Continuous Glucose Monitoring among Infants Born Very Preterm: Evidence for Accuracy in Neonatal Intensive Care

J Pediatr. 2024 Nov 22:278:114416. doi: 10.1016/j.jpeds.2024.114416. Online ahead of print.

Abstract

Objective: To evaluate the accuracy of a device for continuous glucose monitoring (CGM) among infants born preterm admitted to the neonatal intensive care unit.

Study design: We analyzed paired CGM sensor glucose (SG) and point-of-care blood glucose (BG) measurements collected in infants born at ≤32 weeks of gestation or with a birth weight ≤1500 g. CGM was initiated within 48 hours from birth and maintained for 5 days. BG was performed every 12 hours and used to calibrate the sensor. Measures of CGM accuracy were computed from SG and BG pairs.

Results: We included 501 SG-BG paired measurements from 51 infants (age 30.5 weeks [IQR 29.0-31.0 weeks], birth weight 1400 g [IQR 1100-1500 g] with at least 24 hours of CGM data. The mean absolute relative difference (MARD) between SG and point-of-care BG measures was 7.1% [IQR 5.6-9.3], corresponding to a difference of -5.6 mg/dL [95% CI -25 to +14 mg/dl]. The median sensor use was 96 hours [IQR 72-120] with 2.0 [IQR 1.7-2.4] calibrations per day.

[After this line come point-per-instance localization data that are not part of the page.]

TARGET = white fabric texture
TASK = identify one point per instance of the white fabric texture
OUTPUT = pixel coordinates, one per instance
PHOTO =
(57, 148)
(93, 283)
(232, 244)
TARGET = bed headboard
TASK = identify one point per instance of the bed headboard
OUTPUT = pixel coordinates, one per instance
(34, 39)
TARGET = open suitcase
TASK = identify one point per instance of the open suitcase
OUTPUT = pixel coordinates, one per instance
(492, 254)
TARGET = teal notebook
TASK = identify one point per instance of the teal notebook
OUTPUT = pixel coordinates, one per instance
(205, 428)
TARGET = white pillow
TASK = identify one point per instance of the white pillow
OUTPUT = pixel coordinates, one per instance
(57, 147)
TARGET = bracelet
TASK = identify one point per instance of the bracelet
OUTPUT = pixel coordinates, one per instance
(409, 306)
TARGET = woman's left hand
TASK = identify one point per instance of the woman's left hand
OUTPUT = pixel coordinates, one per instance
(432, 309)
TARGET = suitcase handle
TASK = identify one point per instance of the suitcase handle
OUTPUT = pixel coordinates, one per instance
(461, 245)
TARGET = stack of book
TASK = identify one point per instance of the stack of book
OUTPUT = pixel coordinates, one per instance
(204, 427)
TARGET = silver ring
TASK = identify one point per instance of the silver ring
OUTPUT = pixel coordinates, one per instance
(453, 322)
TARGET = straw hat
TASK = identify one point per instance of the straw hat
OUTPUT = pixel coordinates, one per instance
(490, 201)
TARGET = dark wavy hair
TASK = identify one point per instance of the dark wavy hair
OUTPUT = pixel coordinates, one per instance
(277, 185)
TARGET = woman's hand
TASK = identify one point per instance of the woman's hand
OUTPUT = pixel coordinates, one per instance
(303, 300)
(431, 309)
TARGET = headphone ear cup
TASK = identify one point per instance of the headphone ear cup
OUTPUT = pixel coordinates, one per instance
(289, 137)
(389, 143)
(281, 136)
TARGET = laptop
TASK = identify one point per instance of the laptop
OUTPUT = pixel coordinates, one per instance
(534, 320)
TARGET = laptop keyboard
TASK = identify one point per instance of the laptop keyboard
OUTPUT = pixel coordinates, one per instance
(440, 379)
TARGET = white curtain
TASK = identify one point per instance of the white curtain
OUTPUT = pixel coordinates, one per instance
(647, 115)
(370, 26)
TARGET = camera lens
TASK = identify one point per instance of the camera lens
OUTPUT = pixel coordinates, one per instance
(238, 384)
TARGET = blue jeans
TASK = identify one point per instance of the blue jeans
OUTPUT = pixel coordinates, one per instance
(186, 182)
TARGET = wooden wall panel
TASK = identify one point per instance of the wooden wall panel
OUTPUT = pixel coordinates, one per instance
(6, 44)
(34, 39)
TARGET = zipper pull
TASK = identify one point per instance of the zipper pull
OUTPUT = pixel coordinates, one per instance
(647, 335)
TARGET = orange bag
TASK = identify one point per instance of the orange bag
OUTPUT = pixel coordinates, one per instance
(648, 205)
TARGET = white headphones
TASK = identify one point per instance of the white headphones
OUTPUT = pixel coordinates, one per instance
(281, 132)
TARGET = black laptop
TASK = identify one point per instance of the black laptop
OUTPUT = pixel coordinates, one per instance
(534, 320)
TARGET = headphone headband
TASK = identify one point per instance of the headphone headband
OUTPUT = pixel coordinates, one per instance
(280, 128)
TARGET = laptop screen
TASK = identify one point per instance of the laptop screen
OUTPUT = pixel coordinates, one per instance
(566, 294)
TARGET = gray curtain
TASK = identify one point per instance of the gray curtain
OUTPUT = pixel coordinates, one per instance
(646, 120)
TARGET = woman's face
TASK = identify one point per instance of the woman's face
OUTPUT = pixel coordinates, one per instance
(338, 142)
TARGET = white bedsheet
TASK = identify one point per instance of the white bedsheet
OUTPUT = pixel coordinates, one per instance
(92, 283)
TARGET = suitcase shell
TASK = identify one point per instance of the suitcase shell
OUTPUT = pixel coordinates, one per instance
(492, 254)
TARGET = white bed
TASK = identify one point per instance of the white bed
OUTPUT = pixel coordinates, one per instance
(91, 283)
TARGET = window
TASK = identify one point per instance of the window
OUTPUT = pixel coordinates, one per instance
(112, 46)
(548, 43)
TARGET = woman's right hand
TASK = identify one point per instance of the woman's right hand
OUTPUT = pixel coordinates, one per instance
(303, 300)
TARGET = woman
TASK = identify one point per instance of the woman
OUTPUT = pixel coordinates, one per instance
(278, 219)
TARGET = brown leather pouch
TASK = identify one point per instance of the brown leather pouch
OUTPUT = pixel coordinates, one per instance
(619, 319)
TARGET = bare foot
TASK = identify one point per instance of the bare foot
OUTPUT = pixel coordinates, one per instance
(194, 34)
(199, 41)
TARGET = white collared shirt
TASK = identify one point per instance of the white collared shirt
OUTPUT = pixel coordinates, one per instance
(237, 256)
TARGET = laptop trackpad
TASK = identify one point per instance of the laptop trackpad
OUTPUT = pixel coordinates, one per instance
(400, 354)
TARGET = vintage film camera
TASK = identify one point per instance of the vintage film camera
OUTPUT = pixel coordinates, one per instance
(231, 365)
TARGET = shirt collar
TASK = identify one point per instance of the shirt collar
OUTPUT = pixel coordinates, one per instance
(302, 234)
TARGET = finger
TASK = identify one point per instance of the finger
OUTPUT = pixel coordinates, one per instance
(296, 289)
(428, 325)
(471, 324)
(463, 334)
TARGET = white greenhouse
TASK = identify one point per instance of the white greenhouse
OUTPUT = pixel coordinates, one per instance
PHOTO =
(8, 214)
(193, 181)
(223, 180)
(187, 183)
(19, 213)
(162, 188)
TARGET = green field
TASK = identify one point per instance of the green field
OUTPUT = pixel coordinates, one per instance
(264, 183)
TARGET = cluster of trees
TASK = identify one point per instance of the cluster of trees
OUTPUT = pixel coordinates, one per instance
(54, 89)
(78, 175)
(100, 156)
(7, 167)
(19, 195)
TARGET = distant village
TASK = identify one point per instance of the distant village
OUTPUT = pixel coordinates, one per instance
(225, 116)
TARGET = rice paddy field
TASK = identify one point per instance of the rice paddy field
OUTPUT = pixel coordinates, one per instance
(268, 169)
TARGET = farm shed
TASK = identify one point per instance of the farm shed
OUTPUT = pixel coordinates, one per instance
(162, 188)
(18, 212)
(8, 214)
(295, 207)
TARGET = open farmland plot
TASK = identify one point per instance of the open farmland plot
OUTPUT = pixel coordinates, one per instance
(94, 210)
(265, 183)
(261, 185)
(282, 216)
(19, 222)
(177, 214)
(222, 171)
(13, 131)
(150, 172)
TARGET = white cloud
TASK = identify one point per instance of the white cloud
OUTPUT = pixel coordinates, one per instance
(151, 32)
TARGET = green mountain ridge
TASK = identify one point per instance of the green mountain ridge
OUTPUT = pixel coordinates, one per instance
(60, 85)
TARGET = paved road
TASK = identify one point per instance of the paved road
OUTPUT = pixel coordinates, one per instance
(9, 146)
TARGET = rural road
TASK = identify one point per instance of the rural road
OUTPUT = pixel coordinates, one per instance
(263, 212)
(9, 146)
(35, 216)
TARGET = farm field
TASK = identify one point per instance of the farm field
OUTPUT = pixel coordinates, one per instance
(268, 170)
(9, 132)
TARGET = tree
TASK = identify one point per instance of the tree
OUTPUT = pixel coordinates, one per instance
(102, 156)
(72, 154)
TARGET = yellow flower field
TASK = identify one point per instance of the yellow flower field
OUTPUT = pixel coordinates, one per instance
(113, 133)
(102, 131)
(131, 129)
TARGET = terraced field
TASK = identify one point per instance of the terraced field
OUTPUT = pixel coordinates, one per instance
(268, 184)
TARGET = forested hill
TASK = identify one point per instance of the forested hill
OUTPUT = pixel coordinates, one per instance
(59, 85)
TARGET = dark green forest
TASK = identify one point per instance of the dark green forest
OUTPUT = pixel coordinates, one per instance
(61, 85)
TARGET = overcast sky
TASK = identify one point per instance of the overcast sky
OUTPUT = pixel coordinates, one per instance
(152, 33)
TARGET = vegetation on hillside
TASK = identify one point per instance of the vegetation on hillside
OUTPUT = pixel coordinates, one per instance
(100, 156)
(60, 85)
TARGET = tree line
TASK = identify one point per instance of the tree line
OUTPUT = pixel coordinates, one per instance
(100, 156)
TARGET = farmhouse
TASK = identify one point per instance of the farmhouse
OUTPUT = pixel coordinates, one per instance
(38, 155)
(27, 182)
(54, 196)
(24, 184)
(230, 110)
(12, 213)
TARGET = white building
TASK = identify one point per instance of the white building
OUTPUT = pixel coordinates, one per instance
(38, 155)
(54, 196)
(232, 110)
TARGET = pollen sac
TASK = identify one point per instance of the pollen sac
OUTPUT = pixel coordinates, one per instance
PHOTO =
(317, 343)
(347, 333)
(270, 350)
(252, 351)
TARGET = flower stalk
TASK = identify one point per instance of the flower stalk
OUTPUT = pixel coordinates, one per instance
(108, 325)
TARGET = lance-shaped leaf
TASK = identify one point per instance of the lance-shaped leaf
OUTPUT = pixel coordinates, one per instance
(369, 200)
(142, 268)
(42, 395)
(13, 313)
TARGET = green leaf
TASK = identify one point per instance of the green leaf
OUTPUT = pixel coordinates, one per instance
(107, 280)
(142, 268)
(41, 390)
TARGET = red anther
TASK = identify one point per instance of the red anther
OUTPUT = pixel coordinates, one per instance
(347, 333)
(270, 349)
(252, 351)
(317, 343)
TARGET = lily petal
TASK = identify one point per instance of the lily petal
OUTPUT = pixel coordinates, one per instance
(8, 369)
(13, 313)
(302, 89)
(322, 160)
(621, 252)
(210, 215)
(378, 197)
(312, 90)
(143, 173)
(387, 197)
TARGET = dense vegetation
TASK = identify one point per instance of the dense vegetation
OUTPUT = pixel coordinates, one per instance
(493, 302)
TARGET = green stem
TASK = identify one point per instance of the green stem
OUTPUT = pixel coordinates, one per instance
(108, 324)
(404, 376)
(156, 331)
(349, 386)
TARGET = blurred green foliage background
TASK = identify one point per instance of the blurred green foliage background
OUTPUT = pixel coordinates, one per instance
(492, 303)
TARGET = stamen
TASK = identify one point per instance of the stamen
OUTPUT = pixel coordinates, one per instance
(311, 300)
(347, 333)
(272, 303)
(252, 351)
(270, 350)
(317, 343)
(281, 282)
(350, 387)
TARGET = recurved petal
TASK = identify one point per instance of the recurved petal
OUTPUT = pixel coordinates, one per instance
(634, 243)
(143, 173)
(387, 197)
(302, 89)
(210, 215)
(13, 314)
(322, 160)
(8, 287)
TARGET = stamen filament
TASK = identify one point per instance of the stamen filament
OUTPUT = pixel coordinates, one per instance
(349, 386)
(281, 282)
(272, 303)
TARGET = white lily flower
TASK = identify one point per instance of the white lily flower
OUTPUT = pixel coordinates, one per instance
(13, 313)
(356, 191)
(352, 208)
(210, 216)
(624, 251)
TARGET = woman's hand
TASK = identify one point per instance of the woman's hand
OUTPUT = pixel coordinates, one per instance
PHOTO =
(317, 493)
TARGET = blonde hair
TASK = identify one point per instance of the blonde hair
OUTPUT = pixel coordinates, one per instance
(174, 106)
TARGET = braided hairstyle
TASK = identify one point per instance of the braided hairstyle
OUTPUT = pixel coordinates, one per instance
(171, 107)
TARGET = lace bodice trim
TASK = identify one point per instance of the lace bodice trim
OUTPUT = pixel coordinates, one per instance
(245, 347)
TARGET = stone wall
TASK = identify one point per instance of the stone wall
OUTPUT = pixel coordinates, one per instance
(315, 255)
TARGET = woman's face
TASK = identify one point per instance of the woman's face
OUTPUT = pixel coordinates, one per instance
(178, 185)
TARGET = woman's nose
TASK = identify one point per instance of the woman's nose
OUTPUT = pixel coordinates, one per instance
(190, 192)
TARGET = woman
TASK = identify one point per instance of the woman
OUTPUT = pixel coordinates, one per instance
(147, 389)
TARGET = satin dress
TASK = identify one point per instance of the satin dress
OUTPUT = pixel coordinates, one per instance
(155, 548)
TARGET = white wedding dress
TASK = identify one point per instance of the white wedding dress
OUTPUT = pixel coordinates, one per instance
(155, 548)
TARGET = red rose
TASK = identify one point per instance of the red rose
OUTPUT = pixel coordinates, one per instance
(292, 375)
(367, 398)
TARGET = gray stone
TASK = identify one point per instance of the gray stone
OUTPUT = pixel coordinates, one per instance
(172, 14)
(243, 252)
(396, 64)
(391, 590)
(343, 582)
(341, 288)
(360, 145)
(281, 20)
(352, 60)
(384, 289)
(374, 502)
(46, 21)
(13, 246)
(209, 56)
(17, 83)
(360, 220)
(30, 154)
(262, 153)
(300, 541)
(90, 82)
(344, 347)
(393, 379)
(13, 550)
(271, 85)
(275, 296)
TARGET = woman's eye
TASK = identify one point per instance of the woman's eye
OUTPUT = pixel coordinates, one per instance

Conclusions: Accuracy of SG measurements compared with BG measurements appears to be acceptable in a clinical study setting, with a negligible difference between SG and BG. Our data suggest that SG use may be clinically acceptable when the sensor is regularly calibrated.

Keywords: CGM; glucose monitoring; preterm infants.